CHOLERA KILLS 3,300 PERSONS, INFECTS ABOUT 94,000

Since June 2021, a continuous increase in cholera cases has been reported. So far, cholera has killed about 3,300 persons and infected about 94,000. The case fatality rate is 3.5 per cent, higher than the previous annual outbreaks in the past four years.
Children aged between five and 14 are the most affected. Moreover, cholera has affected 32 of 36 states, including the capital Abuja. However, the north remains the most affected with 89 per cent of all suspected cases, and in particular Bauchi, Kano, Zamfara, and Jigwa states, which include 57 per cent of the suspected cases. Poor sanitation practices and the consumption of contaminated water are some of the key drivers of the current outbreak. The rainy season and subsequent flooding also worsened the situation. Since 21 June, the Nigeria Centre for Disease Control activated a comprehensive cholera Emergency Operations Centre to respond to the emergency.

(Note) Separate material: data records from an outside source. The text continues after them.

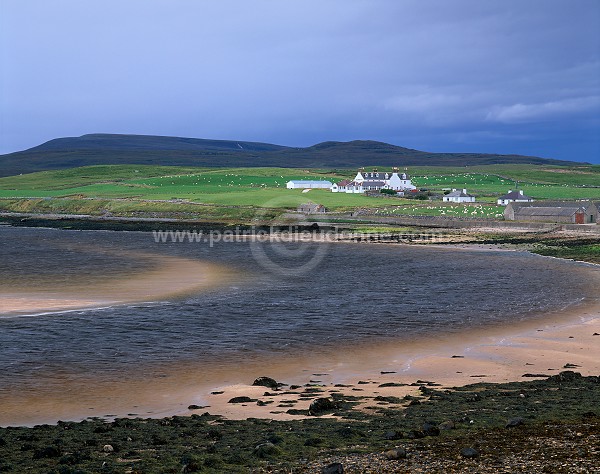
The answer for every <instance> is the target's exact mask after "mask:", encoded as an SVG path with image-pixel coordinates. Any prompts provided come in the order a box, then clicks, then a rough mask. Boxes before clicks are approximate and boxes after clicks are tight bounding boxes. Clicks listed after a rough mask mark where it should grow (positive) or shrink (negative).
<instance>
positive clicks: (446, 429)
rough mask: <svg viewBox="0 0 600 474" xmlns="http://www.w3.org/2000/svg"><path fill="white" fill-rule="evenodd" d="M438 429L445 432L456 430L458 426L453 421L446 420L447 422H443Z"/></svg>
mask: <svg viewBox="0 0 600 474" xmlns="http://www.w3.org/2000/svg"><path fill="white" fill-rule="evenodd" d="M438 428H439V429H440V430H443V431H446V430H453V429H456V424H455V423H454V422H453V421H452V420H446V421H442V422H441V423H440V424H439V425H438Z"/></svg>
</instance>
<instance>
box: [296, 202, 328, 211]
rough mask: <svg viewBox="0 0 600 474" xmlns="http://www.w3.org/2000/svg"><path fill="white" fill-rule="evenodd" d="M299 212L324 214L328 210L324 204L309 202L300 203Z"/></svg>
mask: <svg viewBox="0 0 600 474" xmlns="http://www.w3.org/2000/svg"><path fill="white" fill-rule="evenodd" d="M297 211H298V212H302V213H304V214H323V213H325V212H327V209H326V208H325V206H323V204H315V203H314V202H307V203H305V204H300V205H299V206H298V209H297Z"/></svg>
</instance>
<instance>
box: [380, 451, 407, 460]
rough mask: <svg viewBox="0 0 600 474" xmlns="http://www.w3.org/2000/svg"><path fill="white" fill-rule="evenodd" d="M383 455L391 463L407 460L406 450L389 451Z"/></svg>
mask: <svg viewBox="0 0 600 474" xmlns="http://www.w3.org/2000/svg"><path fill="white" fill-rule="evenodd" d="M383 455H384V456H385V457H386V458H387V459H389V460H390V461H397V460H399V459H406V449H404V448H396V449H390V450H389V451H386V452H385V453H383Z"/></svg>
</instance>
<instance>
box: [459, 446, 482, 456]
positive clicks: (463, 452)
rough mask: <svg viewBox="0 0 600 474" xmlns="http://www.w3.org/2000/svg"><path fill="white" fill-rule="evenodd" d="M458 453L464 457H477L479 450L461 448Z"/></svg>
mask: <svg viewBox="0 0 600 474" xmlns="http://www.w3.org/2000/svg"><path fill="white" fill-rule="evenodd" d="M460 454H461V456H462V457H465V458H476V457H479V451H477V450H476V449H475V448H462V449H461V450H460Z"/></svg>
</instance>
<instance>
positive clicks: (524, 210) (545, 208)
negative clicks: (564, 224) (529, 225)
mask: <svg viewBox="0 0 600 474" xmlns="http://www.w3.org/2000/svg"><path fill="white" fill-rule="evenodd" d="M579 209H581V207H520V208H517V209H515V215H519V216H548V217H558V216H566V217H570V216H572V215H573V214H575V213H576V212H577V211H578V210H579Z"/></svg>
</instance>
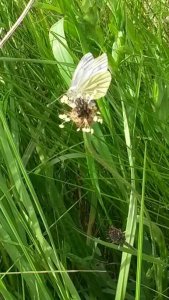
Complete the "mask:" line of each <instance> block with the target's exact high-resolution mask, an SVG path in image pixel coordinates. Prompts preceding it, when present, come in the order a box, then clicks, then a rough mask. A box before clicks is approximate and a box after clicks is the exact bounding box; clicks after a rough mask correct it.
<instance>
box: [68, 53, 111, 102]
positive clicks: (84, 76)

The unstable security situation hinders the access of humanitarian and health workers and their provision of vital assistance.

BURKINA FASO

NSAG ATTACKS KILLS 53 PERSONS INLCUDING FOUR CIVILIANS

On 14 November, non-state armed group members (NSAG) carried out an attack in Inata town in Soum province in the north of the country, killing 53 persons including four civilians, in one of the deadliest attacks in the country. On 16 November, hundreds of people demonstrated in several cities demanding an end to NSAG attacks. Burkina Faso has been facing regular and deadly attacks since 2015, particularly in the northern and eastern regions, in the "three borders" area, bordering Mali and Niger.
Violence, sometimes compounded by intercommunal clashes, has killed about 2,000 people and forced 1.4 million to flee their homes.